During summer camp, we began with small planters out of 2 liter bottles. We tried growing random stuff like mini carrots and radishes. It didn’t work too well, but the students showed a ton of enthusiasm and excitement. Their fascination sparked my goal to develop a meaningful garden space. I said to myself, “we can definitely MAKE THIS HAPPEN.” I began mapping it out and planning how we could make the garden a reality. After that, everything fell into place. One day I was driving home and saw 20 vinyl pots up for grabs on the side of the road, so I grabbed those in addition to getting a free truck load of horse manure near the fairgrounds (for fertilization). The next step was finding free top soil near a construction site in Boca I just happened to be driving by the same week. You better believe I shoveled top soil directly into the bed of my truck until I was sore. I pulled this all together with just about zero budget.
How have your students responded to having a garden to call their very own? Are students taking on the upkeep and maintenance of the garden?
Project Grow students usually run to the garden each day afterschool to see the progress and changes within the garden. My goal has always been to teach my students the “bigger picture” idea of where their food comes from and how much hard work (and patience) goes into it. They have a completely different framework each time they go to Publix now—being aware of the responsibility and accountability it takes to keep something growing and alive. I teach the students to be appreciative of things, (all things). When they see how long it takes to grow something and the value within that statement… It’s just so meaningful. The garden is definitely teaching important life lessons; gratitude, patience, and accountability. Regarding the upkeep, each of my kids planted seeds of different plants, so they’ve all had a hand in the garden. As each day passes I’m seeing them all take true ownership of the garden’s progress. It’s been beautiful. You know, it really is sort of magic to see these go from pots of dirt to now 3-foot-tall sunflowers, corn and other plants. Technology is one thing, watching something organic grow is the REAL MAGIC in the world.
Is the garden impacting the overall excitement of Project Grow? And, what aspect of the Project Grow Community Garden makes you most proud?

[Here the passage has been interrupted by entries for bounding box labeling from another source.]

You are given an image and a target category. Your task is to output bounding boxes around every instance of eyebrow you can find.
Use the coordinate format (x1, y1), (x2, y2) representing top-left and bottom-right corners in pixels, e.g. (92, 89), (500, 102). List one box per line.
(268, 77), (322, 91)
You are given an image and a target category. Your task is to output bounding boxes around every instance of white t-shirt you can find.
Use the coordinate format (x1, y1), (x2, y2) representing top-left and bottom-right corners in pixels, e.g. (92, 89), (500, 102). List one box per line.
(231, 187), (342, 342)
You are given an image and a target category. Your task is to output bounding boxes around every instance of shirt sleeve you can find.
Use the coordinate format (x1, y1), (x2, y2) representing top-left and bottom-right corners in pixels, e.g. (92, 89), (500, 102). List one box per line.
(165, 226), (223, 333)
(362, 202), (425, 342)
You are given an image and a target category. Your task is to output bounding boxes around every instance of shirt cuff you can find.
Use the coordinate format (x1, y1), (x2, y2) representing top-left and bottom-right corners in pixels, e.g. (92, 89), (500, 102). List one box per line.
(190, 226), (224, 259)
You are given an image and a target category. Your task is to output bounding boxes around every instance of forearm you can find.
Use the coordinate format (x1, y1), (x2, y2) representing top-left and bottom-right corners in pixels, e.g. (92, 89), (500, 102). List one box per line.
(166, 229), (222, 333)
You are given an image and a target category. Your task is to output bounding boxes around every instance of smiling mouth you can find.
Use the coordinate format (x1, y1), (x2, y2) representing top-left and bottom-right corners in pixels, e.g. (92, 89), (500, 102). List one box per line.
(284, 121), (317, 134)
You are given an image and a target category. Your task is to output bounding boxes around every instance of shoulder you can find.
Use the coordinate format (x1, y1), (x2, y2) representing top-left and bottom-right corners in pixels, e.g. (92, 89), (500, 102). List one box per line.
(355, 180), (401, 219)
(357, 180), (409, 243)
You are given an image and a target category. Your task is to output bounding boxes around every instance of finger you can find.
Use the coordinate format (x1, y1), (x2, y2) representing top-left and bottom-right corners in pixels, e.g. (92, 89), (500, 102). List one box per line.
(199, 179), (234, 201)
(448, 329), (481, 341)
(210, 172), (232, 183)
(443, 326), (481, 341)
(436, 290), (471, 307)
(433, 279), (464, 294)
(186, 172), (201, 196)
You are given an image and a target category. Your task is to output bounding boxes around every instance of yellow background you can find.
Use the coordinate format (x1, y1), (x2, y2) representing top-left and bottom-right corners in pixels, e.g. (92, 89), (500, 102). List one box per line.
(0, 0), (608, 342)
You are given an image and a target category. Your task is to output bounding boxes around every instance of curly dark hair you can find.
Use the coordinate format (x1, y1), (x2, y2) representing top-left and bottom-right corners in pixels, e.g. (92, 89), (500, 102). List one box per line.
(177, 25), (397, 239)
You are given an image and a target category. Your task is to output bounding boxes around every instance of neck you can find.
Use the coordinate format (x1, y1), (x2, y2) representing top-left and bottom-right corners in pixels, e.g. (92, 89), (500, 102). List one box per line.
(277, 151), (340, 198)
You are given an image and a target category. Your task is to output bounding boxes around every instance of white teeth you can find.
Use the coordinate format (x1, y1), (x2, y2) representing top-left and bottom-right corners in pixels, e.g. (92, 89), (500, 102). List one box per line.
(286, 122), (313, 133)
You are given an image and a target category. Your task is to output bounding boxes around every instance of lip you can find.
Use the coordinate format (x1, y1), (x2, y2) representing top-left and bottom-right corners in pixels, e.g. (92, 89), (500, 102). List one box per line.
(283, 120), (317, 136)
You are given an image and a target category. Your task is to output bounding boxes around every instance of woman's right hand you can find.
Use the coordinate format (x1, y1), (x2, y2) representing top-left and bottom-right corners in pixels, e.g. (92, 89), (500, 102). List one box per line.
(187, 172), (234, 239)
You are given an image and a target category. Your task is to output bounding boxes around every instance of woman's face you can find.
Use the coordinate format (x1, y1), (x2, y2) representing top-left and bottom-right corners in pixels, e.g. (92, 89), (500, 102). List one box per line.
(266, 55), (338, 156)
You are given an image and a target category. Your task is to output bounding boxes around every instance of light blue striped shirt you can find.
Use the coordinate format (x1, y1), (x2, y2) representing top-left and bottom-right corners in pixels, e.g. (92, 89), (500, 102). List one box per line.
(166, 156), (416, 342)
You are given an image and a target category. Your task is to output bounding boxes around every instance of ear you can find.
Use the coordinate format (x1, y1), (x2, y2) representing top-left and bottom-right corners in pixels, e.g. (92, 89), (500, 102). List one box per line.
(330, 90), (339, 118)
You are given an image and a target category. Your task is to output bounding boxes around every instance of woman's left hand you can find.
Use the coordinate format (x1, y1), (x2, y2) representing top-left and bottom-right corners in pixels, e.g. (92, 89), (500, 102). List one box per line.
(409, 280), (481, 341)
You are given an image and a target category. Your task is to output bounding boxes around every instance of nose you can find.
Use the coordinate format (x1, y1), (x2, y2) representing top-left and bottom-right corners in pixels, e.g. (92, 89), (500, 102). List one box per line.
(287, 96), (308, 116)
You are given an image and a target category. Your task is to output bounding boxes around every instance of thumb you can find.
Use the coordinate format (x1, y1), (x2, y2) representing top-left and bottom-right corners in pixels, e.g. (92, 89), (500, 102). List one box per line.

The way this all came together stands out as most special to me. The fact all students are still interested after several months is amazing. It’s sometimes difficult with kids getting them to invest in something non-tech that’s not an Ipad or video game. Making what was just pots of dirt magical was a challenge and our students embraced it.
We’ve also made the garden collaborative and unique to our students. Beyond it being a garden, it’s a creative space. As you’ll see on the fence, our students have their fiber art pieces from the Arts In My Backyard collaborative with the Cultural Council on full display. It’s a collective space – a space students can see firsthand what they’ve grown, and created with their art on display. This garden is something they (the students) should truly be proud of. I know I certainly am.